As part of the work done to prepare DALL·E 3 for deployment, we’ve also taken steps to limit the model’s likelihood of generating content in the style of living artists, images of public figures, and to improve demographic representation across generated images. To read more about the work done to prepare DALL·E 3 for wide deployment, see the DALL·E 3 system card.
User feedback will help make sure we continue to improve. ChatGPT users can share feedback with our research team by using the flag icon to inform us of unsafe outputs or outputs that don’t accurately reflect the prompt you gave to ChatGPT. Listening to a diverse and broad community of users and having real-world understanding is critical to developing and deploying AI responsibly and is core to our mission.

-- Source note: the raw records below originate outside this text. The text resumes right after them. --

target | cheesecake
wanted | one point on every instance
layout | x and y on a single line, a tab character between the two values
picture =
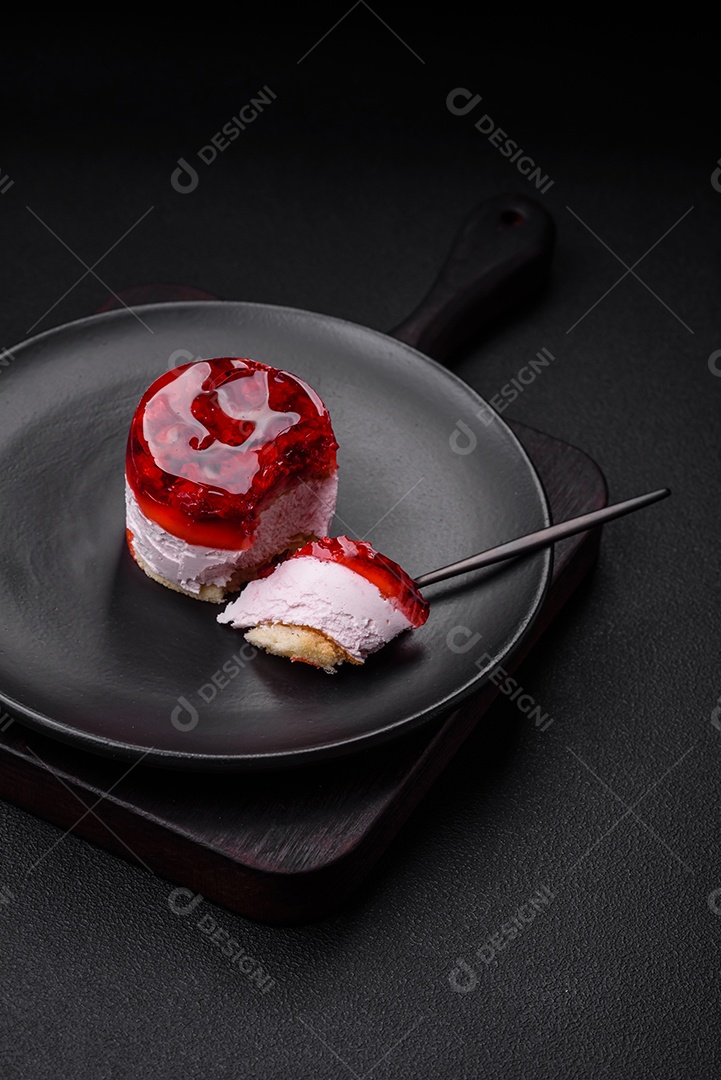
334	601
230	466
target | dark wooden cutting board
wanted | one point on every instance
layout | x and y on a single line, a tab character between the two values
291	846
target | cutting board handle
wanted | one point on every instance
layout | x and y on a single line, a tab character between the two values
501	256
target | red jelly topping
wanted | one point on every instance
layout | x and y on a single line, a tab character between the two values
213	442
390	579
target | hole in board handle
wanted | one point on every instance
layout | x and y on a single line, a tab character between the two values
512	217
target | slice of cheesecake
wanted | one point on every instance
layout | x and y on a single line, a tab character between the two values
230	464
334	601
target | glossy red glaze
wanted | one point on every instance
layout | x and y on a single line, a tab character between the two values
214	442
391	580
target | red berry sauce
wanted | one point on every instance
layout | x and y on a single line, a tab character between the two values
213	442
389	578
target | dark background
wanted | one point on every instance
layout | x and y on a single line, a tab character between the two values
342	197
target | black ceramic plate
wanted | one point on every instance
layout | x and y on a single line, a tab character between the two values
94	652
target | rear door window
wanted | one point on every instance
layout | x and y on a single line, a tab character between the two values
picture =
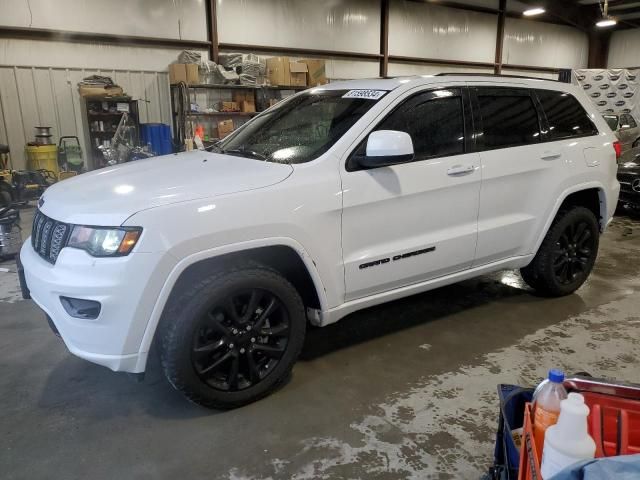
566	117
612	121
628	120
509	118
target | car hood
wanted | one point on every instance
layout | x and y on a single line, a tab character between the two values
111	195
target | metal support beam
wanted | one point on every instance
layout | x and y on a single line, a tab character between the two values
87	37
212	30
500	37
598	48
384	37
298	51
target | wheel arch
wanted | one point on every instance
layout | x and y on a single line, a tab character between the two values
590	195
282	254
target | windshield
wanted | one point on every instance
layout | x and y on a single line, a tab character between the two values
612	121
302	127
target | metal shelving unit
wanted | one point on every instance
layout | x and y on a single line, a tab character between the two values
101	119
261	96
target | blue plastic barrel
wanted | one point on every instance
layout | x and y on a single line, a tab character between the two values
158	135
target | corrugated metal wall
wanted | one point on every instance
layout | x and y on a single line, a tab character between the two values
41	96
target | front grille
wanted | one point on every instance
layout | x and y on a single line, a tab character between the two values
48	236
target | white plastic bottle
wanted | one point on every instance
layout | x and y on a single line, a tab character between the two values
568	441
546	405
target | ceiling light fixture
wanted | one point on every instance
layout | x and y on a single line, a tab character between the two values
606	20
533	11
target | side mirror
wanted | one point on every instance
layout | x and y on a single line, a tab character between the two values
387	147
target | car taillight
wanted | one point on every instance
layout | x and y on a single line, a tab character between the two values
618	148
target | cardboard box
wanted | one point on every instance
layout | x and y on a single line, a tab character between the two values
239	96
248	106
184	72
229	107
177	73
298	72
193	75
100	91
225	127
316	74
278	71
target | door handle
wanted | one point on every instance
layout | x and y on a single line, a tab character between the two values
458	170
550	155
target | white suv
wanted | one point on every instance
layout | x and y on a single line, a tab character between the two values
339	198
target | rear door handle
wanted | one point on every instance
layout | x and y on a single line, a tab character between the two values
550	155
458	170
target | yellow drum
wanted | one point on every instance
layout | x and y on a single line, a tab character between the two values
43	157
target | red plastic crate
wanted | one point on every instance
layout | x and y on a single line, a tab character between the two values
614	424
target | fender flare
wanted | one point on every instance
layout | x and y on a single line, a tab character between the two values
208	254
562	197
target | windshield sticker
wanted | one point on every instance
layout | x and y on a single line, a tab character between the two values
367	94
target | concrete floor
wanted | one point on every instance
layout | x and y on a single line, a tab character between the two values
402	391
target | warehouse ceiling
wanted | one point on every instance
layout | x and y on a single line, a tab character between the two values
578	13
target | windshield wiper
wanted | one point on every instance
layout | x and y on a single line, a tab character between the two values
215	147
243	152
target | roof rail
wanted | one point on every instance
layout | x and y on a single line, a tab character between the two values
467	74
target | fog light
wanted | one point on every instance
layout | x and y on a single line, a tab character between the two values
79	308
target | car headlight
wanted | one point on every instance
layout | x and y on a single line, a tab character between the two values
104	241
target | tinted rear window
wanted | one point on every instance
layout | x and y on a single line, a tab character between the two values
566	117
508	119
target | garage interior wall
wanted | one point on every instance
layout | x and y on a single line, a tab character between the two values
623	49
38	79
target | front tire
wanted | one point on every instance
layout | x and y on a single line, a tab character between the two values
233	337
567	254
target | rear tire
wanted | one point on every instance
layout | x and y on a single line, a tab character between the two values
233	337
567	254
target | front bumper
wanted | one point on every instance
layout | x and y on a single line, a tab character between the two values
122	286
629	198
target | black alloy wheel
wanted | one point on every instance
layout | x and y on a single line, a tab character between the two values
240	340
232	336
574	250
567	254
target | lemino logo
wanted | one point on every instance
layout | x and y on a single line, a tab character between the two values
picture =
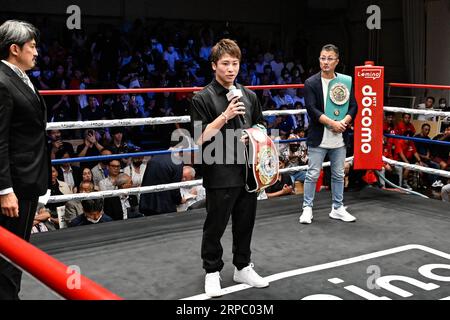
372	73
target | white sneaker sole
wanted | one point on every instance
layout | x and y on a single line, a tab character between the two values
305	221
334	216
214	294
243	282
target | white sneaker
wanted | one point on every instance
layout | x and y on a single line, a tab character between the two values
306	216
212	285
250	277
342	214
406	186
437	184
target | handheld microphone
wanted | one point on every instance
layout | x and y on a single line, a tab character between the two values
235	93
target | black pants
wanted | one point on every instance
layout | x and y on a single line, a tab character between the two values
10	276
220	204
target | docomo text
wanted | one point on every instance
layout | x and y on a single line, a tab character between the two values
369	101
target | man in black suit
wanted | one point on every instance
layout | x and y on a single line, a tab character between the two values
24	160
331	106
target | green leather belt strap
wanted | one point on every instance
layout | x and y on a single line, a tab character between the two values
338	97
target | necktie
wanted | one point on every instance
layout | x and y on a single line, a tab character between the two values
23	76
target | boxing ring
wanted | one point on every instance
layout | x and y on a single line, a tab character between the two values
397	249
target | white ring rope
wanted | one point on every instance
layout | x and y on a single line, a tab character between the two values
419	168
186	119
152	189
418	111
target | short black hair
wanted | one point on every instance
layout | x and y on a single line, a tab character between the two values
92	205
16	32
331	47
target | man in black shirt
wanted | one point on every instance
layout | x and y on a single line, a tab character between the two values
212	118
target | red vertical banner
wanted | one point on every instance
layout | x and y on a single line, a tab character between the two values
369	94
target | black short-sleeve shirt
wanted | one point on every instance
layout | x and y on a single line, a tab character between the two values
207	105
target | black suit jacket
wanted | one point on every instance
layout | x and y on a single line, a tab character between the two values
24	160
315	107
161	170
76	172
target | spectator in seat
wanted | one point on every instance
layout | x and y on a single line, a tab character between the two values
100	171
440	153
428	105
405	125
194	197
424	151
405	151
73	207
68	173
109	183
136	170
283	186
161	169
123	207
56	144
92	214
90	147
93	111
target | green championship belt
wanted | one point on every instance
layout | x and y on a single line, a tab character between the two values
338	97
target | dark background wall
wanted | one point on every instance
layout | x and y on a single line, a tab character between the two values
300	28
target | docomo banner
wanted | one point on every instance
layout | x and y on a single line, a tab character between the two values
369	93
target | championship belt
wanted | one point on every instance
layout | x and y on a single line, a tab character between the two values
261	161
338	97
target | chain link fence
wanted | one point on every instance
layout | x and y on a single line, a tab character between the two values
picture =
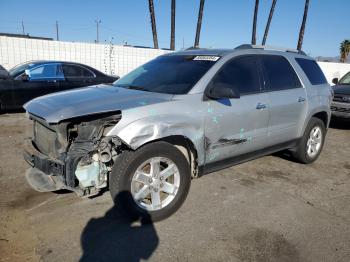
108	58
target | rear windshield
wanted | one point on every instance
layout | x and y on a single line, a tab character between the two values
168	74
312	71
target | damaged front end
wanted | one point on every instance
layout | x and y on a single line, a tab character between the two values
74	154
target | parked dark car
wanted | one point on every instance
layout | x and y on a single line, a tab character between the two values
36	78
341	101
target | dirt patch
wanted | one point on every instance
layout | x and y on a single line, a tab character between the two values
274	174
246	182
28	198
262	245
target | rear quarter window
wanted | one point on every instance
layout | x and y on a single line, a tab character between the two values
279	73
312	71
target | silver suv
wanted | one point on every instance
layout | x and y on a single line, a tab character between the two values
177	117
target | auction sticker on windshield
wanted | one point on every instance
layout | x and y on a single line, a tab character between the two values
206	58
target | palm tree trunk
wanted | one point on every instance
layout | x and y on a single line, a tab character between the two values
302	28
254	22
199	23
269	21
153	23
172	34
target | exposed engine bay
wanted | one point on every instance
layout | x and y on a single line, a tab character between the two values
75	155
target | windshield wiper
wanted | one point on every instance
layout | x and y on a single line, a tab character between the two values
133	87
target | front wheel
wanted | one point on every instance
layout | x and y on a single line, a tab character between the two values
151	182
311	143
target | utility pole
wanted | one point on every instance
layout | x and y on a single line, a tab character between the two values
98	22
57	36
269	21
153	23
199	24
254	22
302	28
172	37
23	33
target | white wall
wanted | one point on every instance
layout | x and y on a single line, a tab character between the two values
110	59
334	70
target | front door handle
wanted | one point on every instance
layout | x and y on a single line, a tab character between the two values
261	106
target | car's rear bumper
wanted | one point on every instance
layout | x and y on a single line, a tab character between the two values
340	109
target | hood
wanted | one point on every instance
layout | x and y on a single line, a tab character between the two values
342	89
90	100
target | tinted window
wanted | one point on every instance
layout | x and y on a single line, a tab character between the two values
241	73
279	73
76	71
312	71
48	71
174	74
345	80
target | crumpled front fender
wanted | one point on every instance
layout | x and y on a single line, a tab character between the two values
157	127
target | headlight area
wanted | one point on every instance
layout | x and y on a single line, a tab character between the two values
90	155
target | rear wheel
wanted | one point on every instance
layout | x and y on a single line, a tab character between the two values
311	144
152	182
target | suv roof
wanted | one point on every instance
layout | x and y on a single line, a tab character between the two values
223	52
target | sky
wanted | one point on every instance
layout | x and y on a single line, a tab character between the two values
226	23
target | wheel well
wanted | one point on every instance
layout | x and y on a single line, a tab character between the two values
323	116
186	147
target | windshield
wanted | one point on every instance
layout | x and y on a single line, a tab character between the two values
19	69
345	80
168	74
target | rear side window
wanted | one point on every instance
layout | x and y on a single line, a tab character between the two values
76	71
242	73
279	74
312	71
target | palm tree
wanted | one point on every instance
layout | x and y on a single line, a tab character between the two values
302	28
269	21
153	23
199	23
254	22
344	50
172	34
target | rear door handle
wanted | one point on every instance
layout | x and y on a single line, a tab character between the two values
261	106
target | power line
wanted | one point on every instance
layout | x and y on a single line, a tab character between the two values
23	33
98	22
57	36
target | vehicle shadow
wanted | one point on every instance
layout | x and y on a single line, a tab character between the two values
339	123
114	237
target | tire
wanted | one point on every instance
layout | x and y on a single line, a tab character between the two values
122	184
302	153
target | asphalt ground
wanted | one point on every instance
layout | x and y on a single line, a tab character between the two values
269	209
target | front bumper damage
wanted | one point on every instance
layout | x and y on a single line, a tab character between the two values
78	159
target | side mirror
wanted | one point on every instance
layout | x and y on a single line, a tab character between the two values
26	75
222	90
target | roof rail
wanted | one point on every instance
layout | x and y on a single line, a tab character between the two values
264	47
192	48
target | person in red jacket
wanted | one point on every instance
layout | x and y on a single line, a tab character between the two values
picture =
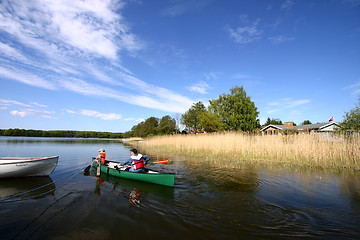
136	161
101	156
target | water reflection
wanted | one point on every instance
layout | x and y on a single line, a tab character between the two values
17	186
134	191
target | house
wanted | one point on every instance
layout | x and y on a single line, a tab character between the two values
309	128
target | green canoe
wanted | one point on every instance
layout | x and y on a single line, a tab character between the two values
152	176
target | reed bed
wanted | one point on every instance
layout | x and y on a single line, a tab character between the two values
338	151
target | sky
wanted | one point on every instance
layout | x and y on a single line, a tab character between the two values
104	65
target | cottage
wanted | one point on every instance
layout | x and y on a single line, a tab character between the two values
309	128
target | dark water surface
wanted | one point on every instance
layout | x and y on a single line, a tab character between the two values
206	203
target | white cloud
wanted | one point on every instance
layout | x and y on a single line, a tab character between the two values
71	45
5	102
134	119
287	5
200	87
285	104
11	52
103	116
355	89
245	34
280	39
26	77
32	113
69	111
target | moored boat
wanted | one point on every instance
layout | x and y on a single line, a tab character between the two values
27	166
151	176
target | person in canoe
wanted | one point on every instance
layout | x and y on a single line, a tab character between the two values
137	162
101	156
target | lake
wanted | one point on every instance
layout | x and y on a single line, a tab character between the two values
246	202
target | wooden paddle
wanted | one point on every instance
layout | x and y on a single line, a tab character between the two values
87	169
163	161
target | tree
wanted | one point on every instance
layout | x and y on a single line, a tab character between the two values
150	127
191	118
236	110
352	118
210	122
167	125
306	122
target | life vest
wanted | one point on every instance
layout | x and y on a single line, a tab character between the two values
102	155
138	161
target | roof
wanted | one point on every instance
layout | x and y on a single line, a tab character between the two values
303	127
280	127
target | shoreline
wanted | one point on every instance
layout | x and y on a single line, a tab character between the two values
233	148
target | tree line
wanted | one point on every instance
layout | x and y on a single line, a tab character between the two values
153	126
230	112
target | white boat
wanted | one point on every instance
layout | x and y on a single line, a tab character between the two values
27	166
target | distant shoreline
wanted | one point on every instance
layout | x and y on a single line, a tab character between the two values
230	149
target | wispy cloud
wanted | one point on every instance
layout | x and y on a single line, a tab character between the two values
103	116
280	39
77	46
134	119
6	102
21	109
287	5
285	104
177	8
248	32
200	87
29	112
350	3
354	88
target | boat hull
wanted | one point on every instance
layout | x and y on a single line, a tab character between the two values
27	167
165	179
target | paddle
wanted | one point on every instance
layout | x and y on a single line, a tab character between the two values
87	169
162	161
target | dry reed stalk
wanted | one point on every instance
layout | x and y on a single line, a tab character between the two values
305	150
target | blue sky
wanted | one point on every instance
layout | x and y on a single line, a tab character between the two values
106	65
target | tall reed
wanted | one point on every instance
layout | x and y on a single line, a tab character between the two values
306	150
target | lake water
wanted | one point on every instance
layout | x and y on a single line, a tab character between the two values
206	202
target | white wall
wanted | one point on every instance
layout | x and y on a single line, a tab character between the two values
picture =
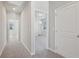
36	5
2	27
13	18
51	26
67	30
26	26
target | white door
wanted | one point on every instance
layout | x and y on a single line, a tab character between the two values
65	31
77	30
13	27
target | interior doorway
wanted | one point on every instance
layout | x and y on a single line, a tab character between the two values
41	30
13	29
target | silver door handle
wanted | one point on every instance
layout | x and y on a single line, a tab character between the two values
77	36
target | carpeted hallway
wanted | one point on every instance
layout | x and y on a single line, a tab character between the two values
14	49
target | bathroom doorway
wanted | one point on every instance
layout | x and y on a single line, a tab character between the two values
41	30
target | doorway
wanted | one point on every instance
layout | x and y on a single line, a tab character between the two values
41	30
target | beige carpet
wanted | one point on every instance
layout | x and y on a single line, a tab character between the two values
14	49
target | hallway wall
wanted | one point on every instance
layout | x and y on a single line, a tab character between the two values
2	27
26	26
51	26
36	5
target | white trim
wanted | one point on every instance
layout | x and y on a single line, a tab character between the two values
51	50
2	48
67	4
26	48
55	52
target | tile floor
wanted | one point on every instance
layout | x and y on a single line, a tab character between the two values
14	49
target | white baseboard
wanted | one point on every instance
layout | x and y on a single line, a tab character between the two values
55	51
27	48
2	48
51	50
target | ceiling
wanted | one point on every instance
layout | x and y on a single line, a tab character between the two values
14	6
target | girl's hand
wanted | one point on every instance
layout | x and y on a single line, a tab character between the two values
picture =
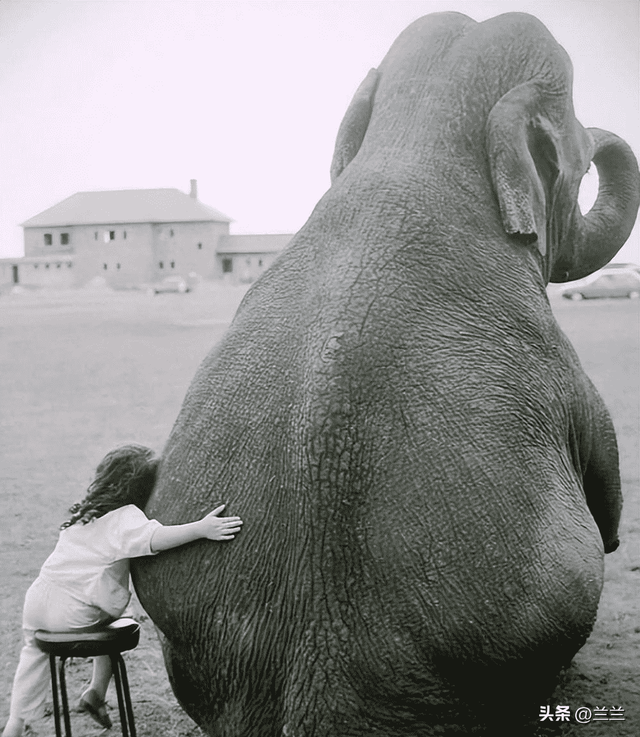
214	527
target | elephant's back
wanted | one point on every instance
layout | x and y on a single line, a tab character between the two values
363	456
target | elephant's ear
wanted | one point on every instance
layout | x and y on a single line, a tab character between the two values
524	163
354	124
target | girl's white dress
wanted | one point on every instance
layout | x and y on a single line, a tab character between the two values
83	583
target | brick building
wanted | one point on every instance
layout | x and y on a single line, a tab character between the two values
133	237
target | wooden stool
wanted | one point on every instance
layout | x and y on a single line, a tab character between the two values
111	640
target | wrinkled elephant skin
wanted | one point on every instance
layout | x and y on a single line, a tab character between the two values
428	480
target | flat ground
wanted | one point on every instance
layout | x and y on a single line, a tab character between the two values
83	371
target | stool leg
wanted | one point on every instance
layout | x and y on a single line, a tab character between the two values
54	691
127	697
124	697
65	699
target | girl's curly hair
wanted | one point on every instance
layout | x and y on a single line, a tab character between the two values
126	475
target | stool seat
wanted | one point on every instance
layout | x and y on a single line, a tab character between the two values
117	637
112	640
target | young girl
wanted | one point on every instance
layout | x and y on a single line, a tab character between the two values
84	583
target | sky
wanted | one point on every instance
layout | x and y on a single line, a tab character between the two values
245	97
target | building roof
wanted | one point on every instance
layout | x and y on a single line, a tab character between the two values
126	206
269	243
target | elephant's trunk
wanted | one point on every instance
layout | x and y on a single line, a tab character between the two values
598	236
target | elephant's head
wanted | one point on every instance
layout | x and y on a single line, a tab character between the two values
504	88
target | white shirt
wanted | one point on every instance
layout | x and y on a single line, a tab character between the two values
91	562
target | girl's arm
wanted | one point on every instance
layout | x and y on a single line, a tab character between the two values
211	527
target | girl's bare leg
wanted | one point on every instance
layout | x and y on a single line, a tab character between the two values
101	675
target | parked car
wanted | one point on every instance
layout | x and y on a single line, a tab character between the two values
612	281
171	284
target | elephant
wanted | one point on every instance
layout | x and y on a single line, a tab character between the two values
427	477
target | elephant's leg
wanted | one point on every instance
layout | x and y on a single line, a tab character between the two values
598	459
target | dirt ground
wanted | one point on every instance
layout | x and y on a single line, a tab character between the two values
83	371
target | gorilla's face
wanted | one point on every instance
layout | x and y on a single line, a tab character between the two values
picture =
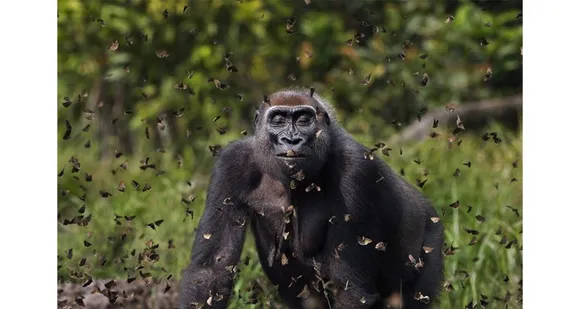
297	137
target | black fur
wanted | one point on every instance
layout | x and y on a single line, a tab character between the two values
314	222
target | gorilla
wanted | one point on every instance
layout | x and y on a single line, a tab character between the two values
335	228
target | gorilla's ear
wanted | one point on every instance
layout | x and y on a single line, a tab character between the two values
256	116
326	118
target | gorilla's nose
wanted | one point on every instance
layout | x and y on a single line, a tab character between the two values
293	141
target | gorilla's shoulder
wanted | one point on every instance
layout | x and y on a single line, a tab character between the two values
235	160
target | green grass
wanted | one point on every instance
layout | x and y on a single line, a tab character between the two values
485	187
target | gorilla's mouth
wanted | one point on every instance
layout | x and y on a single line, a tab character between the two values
290	154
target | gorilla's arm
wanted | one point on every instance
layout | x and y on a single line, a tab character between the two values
219	238
397	214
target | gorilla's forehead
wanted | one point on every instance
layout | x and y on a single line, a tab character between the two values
291	98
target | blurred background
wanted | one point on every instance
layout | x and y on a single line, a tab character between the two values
149	91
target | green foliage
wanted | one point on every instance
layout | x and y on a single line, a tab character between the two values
487	262
133	85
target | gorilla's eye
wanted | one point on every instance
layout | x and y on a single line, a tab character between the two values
278	120
304	120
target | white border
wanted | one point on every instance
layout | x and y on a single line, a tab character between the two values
550	163
28	136
550	156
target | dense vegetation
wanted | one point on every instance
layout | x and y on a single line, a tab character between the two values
145	79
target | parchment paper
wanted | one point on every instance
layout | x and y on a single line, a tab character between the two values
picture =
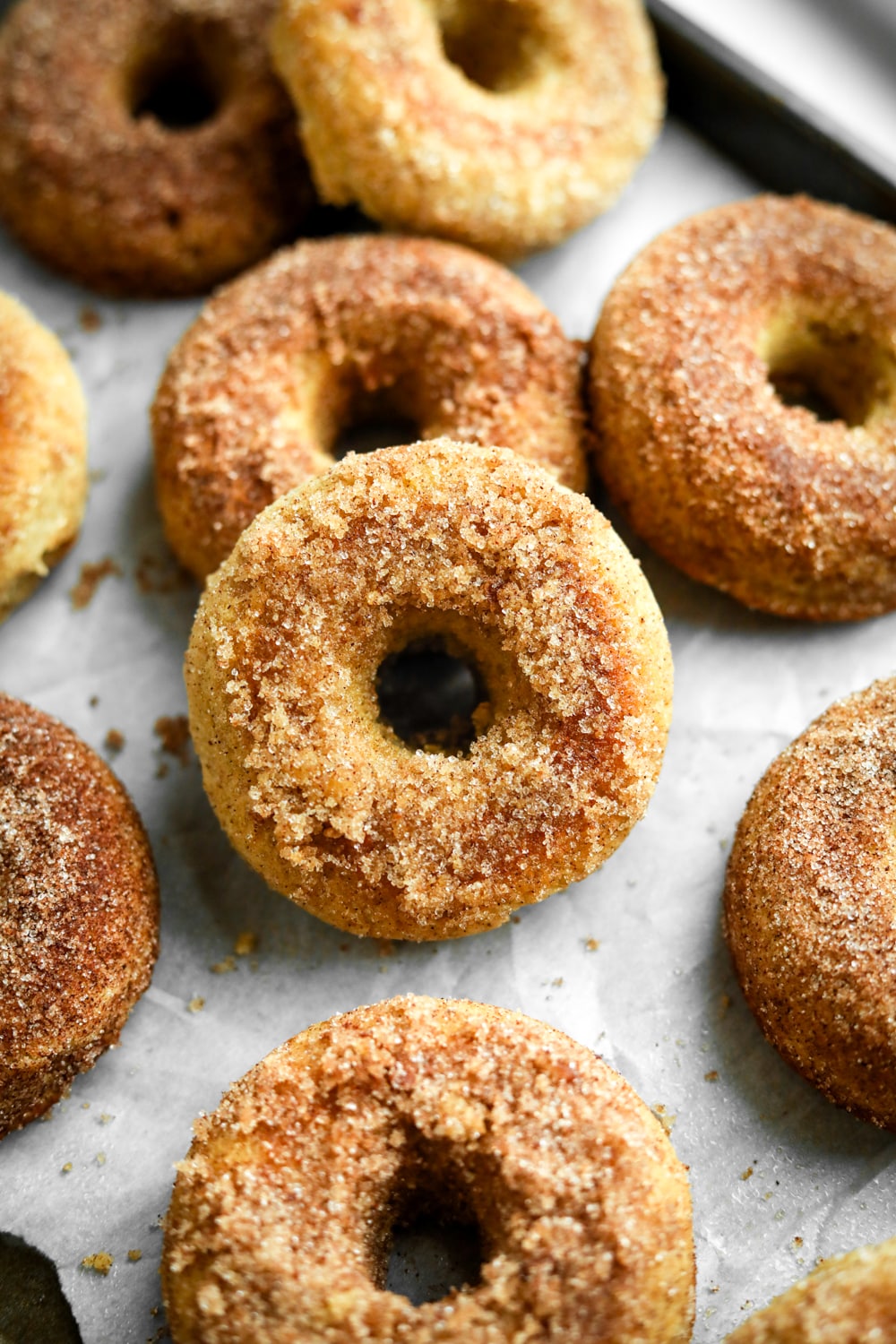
780	1176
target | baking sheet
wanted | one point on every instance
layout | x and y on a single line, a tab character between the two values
630	961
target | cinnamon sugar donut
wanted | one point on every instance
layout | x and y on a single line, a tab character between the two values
43	453
809	903
78	910
702	355
257	392
437	545
848	1300
504	124
147	145
282	1214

We’re researching and evaluating an initial version of a provenance classifier—a new internal tool that can help us identify whether or not an image was generated by DALL·E 3. In early internal evaluations, it is over 99% accurate at identifying whether an image was generated by DALL·E when the image has not been modified. It remains over 95% accurate when the image has been subject to common types of modifications, such as cropping, resizing, JPEG compression, or when text or cutouts from real images are superimposed onto small portions of the generated image. Despite these strong results on internal testing, the classifier can only tell us that an image was likely generated by DALL·E, and does not yet enable us to make definitive conclusions. This provenance classifier may become part of a range of techniques to help people understand if audio or visual content is AI-generated. It’s a challenge that will require collaboration across the AI value chain, including with the platforms that distribute content to users. We expect to learn a great deal about how this tool works and where it might be most useful, and to improve our approach over time.